米中間選挙がもたらす政策
対外・国内政策の狭間で変化
 次期アメリカ大統領 (4年任期) 選の中間に実施される連邦上下両院議員、 州知事、 州議会議員を選ぶ中間選挙は、 民主党の勝利に終わった。 ブッシュ大統領のイラク戦争批判によるだけが敗北ではない。 共和党の自由貿易政策が国内企業の中国をはじめとする海外流出を促進させ、 国民所得の格差が拡大し、 国民生活に影響したとして批判の的となっていた。

 来年1月から新体制で連邦議会、 州議会が動き出すが、 民主党の政策はアメリカ国内にとって歓迎されるだろうが、 対外政策は厳しくなると予想される。

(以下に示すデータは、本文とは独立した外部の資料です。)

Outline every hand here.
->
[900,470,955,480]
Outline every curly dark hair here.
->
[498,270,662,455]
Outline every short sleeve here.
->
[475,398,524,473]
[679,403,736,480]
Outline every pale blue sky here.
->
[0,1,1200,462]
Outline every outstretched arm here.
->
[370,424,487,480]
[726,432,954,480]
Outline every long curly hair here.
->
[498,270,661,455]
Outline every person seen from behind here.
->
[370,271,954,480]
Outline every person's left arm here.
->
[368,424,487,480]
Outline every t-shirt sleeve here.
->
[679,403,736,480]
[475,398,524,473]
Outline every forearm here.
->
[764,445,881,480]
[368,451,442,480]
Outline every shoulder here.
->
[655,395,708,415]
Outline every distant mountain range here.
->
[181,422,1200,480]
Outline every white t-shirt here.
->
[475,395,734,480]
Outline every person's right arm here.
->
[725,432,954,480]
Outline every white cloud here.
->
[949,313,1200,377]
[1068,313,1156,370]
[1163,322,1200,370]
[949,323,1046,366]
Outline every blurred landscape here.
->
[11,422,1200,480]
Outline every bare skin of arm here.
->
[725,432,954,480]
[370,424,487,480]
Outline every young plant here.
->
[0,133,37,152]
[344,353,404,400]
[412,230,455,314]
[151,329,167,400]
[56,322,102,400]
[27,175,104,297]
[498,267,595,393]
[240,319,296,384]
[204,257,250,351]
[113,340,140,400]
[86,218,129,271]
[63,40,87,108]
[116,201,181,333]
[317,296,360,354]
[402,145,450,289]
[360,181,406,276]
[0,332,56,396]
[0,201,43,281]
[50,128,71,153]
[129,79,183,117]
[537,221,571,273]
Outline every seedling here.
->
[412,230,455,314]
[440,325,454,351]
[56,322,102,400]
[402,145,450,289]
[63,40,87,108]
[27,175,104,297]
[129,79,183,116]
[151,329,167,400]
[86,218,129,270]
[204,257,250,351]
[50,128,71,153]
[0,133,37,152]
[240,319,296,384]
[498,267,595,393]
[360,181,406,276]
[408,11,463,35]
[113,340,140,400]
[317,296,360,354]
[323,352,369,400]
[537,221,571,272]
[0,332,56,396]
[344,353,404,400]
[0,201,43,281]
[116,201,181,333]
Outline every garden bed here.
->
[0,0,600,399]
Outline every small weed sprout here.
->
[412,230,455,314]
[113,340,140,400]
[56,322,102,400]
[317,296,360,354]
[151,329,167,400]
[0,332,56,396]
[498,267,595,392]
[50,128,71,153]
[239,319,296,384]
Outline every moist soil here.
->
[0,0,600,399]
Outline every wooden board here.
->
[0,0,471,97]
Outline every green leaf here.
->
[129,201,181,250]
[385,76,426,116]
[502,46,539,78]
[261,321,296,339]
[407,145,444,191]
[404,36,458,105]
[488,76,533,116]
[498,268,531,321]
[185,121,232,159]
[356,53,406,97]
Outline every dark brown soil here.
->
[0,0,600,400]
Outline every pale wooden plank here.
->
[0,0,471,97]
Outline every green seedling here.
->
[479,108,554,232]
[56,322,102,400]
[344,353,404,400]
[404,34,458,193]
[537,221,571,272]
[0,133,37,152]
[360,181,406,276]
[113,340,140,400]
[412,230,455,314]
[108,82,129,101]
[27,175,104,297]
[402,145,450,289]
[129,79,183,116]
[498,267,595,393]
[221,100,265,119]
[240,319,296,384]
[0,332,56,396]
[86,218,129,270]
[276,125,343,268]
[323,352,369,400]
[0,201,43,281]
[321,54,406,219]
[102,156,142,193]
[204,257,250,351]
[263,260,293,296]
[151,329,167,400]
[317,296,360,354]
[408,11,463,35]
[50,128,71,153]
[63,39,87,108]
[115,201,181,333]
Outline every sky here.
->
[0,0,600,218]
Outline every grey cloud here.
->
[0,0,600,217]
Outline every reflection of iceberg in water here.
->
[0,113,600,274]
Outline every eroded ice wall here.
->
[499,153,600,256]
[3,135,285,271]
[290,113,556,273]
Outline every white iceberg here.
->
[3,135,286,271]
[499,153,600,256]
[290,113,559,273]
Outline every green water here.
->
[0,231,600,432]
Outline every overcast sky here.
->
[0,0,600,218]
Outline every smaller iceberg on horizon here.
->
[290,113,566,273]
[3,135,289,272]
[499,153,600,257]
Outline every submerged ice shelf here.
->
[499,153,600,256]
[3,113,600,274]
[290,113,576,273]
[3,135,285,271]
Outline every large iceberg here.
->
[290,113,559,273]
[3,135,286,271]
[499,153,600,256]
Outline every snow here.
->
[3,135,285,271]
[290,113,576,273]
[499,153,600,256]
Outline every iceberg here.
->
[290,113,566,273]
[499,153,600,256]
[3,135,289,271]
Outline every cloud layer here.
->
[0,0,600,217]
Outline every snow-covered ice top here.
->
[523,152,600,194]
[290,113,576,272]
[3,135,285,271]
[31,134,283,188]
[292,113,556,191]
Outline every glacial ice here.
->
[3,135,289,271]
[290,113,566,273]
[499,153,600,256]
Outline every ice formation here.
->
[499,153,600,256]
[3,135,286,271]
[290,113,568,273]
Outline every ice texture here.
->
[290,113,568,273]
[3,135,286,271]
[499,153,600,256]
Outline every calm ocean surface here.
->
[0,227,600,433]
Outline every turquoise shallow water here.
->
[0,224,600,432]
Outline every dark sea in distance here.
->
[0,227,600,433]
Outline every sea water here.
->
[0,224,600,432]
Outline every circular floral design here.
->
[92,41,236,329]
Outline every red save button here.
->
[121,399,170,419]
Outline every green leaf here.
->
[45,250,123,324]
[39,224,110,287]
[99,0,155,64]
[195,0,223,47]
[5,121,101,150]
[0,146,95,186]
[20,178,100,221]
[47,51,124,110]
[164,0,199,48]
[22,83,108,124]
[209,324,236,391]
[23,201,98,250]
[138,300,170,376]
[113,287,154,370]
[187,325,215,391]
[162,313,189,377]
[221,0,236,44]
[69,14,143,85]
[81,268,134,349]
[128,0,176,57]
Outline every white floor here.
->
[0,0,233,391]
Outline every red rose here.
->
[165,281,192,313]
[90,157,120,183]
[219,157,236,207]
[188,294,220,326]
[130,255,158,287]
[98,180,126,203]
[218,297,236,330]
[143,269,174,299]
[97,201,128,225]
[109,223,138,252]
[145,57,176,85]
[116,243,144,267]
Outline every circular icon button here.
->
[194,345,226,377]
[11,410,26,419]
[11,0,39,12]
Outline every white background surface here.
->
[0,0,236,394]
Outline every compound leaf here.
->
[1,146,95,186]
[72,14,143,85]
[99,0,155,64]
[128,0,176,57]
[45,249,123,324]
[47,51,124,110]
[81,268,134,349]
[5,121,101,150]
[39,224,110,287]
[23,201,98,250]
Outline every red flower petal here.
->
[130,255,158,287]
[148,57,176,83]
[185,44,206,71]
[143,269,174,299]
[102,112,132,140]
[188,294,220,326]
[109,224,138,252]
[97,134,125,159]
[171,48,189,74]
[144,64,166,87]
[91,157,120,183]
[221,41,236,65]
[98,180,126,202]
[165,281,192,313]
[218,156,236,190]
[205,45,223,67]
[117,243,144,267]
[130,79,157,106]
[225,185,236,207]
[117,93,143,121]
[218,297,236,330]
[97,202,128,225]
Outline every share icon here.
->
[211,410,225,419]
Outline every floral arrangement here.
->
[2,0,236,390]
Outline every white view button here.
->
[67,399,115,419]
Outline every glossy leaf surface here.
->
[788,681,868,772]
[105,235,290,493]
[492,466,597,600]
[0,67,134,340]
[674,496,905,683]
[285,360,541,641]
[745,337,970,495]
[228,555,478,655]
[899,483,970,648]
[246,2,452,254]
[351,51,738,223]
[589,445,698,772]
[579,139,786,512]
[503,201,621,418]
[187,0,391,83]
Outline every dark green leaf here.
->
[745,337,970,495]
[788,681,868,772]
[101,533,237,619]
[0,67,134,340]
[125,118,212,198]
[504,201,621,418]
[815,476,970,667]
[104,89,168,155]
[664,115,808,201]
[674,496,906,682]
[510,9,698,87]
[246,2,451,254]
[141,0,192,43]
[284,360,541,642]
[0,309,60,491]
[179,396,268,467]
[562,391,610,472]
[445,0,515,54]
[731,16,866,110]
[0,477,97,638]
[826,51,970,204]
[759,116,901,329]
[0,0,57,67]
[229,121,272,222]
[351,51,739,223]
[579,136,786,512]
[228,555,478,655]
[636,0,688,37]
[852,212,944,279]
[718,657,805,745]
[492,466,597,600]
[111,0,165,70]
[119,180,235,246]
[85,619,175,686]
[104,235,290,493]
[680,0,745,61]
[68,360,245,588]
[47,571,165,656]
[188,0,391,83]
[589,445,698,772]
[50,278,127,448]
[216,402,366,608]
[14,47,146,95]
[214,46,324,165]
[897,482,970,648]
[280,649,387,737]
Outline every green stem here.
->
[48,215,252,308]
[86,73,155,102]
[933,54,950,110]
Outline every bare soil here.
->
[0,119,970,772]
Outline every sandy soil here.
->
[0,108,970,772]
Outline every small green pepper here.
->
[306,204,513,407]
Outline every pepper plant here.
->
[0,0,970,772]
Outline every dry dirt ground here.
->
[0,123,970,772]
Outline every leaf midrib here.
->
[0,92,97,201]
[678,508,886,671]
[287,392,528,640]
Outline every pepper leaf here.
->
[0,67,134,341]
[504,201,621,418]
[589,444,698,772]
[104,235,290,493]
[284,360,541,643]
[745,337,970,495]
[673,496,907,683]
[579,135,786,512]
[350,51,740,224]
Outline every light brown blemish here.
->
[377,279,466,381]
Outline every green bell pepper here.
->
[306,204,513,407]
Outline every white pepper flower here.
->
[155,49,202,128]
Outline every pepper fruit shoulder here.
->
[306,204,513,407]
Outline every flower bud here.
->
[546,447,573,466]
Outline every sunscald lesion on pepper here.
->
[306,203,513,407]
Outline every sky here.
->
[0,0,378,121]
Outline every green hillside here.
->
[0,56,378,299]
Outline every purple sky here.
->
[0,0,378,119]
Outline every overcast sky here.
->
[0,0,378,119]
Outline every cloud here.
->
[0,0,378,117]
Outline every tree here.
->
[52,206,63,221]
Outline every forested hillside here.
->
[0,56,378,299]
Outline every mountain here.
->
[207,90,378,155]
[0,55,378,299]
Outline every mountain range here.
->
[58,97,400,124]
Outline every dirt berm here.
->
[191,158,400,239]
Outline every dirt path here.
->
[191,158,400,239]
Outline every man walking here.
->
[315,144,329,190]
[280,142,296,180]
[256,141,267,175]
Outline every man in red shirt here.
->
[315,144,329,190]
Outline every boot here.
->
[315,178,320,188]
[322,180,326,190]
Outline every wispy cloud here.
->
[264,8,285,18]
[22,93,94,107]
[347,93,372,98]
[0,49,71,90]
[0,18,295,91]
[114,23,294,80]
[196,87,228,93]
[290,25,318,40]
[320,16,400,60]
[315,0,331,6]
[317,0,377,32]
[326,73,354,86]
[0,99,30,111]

 民主党は、 企業の海外投資によって、 国内経済の空洞化を招き、 雇用政策が悪化、 国民の所得は減少した、 その結果、 日々の生活が苦しくなったと訴えた結果、 今回の中間選挙で勝利を導いている。

 対日本の政策も変化することに違いない。 日米安全保障問題にも影響がでるとの見方もある。 日米の絆 (きずな) が薄れると、 北朝鮮問題、 中国政策が変化することは間違いない。

 ロシアの国防政策は国益中心へとシフトの構えだ。 イランの核開発でアメリカが反対したのに対し、 ロシアは親イラン政策を取った。 民主党政権で一層の加速が見られるようだ。 連邦議会運営で民主党に各委員会長のポストを共和党は譲ることになる。 民主党の中には靖国参拝に反対する議員が多い。 安倍政権の対アメリカ政策が見直されるのか。

 アメリカ、 ロシアや中国が国益中心の政策に変換するならば、 日本政府も圧倒的多数の国民生活が苦しんでいることを悟り、 国益中心策へシフトする必要がある。 対外経済政策は低賃金国への投資から対国内政策へ見直す必要がある。

 それは、 日本国の対外技術移転でなく、 国内留保で勝負する必要がある。 生産コストの低減策は知恵をだせば解決する。 今日までの技術移転でその技術盗用が進み、 日本の知的財産が失われてきた。 国内生産に重点を置きく雇用促進は国民に安心を与え、 国民生活の向上は、 かつての中流意識を呼び戻し、 日本国の再生がある。

 日本の技術は海外生産による輸入にあるのでなく、 国内生産による製品輸出にあるのではないか。 身の回りを見ても、 不必要な輸入品も多い。 安いだけで消費生活は満たされない。 価値ある生活用品が必要だ。